Michelle A. Michel, MD



DIFFERENTIAL DIAGNOSIS


Common



  • Fracture, Nasal Bone


  • Fracture, Mandible


  • Fracture, Zygomaticomaxillary Complex


  • Fracture, Inferior Orbital


  • Fracture, Medial Orbital Blowout


Less Common



  • Fracture, Nasoethmoid Complex


  • Fracture, Frontal Sinus


  • Fracture, Transfacial (Le Fort)


Rare but Important



  • Fracture, Complex Midfacial


  • Trauma/Dislocation, TMJ


ESSENTIAL INFORMATION


Key Differential Diagnosis Issues



  • 75% of facial fractures (fx) occur in mandible, zygoma, & nose


  • Mechanisms: Auto accidents > assaults > falls > sports injuries



    • Penetrating trauma less common fx cause


  • Force required to fx facial bones classified as high or low impact



    • High impact fxs: Supraorbital rim, mandibular symphysis, fronto-glabellar, mandibular angle



      • Incidence of other major injuries ≈ 50%


    • Low impact fxs: Zygoma, nasal bones


  • Imaging recommendations



    • High-resolution MDCT is modality of choice for rapid evaluation of facial trauma


    • 3D images helpful for surgical planning


    • Plain films used in focal trauma (nasal fx)
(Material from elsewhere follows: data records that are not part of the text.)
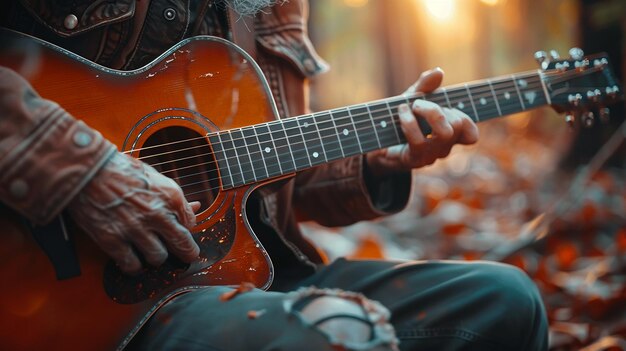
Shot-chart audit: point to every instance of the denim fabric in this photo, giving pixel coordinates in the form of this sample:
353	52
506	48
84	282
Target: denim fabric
435	305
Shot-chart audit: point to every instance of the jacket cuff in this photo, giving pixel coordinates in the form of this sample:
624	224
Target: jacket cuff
348	199
47	168
388	194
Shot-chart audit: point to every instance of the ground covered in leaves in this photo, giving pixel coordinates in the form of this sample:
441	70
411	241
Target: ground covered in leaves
507	200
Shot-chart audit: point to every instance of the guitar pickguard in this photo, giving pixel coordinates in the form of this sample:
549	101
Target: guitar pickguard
215	242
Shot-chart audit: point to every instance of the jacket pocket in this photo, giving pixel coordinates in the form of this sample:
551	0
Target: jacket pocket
71	18
282	31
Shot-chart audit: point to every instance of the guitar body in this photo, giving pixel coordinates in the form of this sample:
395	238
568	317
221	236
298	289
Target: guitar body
200	86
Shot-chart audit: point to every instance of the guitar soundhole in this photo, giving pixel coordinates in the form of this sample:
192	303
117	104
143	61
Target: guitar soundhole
185	156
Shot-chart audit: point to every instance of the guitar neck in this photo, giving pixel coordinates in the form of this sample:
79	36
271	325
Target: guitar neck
263	151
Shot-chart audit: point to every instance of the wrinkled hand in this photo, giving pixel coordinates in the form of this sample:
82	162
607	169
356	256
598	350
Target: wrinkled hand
449	127
128	205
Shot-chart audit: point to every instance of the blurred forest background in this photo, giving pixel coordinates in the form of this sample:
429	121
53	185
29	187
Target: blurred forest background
533	192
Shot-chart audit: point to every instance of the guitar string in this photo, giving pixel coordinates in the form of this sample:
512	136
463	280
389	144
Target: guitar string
440	100
334	128
243	163
460	92
475	96
285	130
252	168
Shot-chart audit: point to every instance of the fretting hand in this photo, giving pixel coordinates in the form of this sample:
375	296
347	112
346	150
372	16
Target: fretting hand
129	205
449	127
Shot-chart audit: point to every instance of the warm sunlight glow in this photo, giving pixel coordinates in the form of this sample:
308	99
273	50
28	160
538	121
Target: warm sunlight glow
490	2
440	9
355	3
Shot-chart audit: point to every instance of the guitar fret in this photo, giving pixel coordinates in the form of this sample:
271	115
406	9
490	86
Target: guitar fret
374	129
356	131
472	102
332	118
495	98
346	131
394	125
545	89
329	137
268	150
298	143
364	130
519	94
282	147
245	166
445	94
300	153
254	147
312	140
383	124
222	162
230	155
484	102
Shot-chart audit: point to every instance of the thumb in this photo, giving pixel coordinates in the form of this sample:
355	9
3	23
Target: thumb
429	81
Helpful Clues for Common Diagnoses



  • Fracture, Nasal Bone



    • Most common facial fx



      • Less force required to fracture nasal bone compared to other bones


    • Most are diagnosed clinically



      • Imaging obtained to plan repair if deformity persists after edema resolves


    • Imaging: Evaluate for associated septal hematoma requiring evacuation


  • Fracture, Mandible



    • Frequently multiple ± bilateral on opposite sides of symphysis



      • Essentially “ring of bone” with “fixation” at TMJs


    • Degree of fx displacement depends on fx orientation & muscle attachments


    • Locations: Condylar > coronoid process > ramus > angle > body > parasymphyseal > symphyseal > alveolar process


    • Associated imaging: TMJ dislocation (condylar/subcondylar fx)



      • Hypesthesia over chin with fx through alveolar foramen (parasymphyseal)


      • 15% have at least 1 other facial bone fx


  • Fracture, Zygomaticomaxillary Complex



    • Zygoma is exposed facial bone



      • Fx results from forceful blow to cheek


      • Central depression with fx at both ends


      • Isolated zygoma fx is rare


    • Trismus results from impingement on temporalis muscle



      • Lateral orbital fx fragments may impinge lateral rectus


    • Imaging: “Tripod” or “tetrapod” fx involves separation of 3 major attachments of zygoma from face



      • Fx of maxillary sinus & lateral orbital wall (diastasis of zygomaticofrontal suture) in addition to zygoma


      • Look for involvement of orbital apex/optic canal


  • Fracture, Inferior Orbital



    • “Blowout” term used with floor fx & intact infraorbital rim


    • Orbital muscle entrapment is clinical diagnosis


    • Typically results from blunt trauma



      • Infraorbital rim & orbital floor are thin; most common sites of orbital fracture


      • May be associated with zygomaticomaxillary complex fx


      • Look for associated lamina papyracea fx (medial orbital blowout)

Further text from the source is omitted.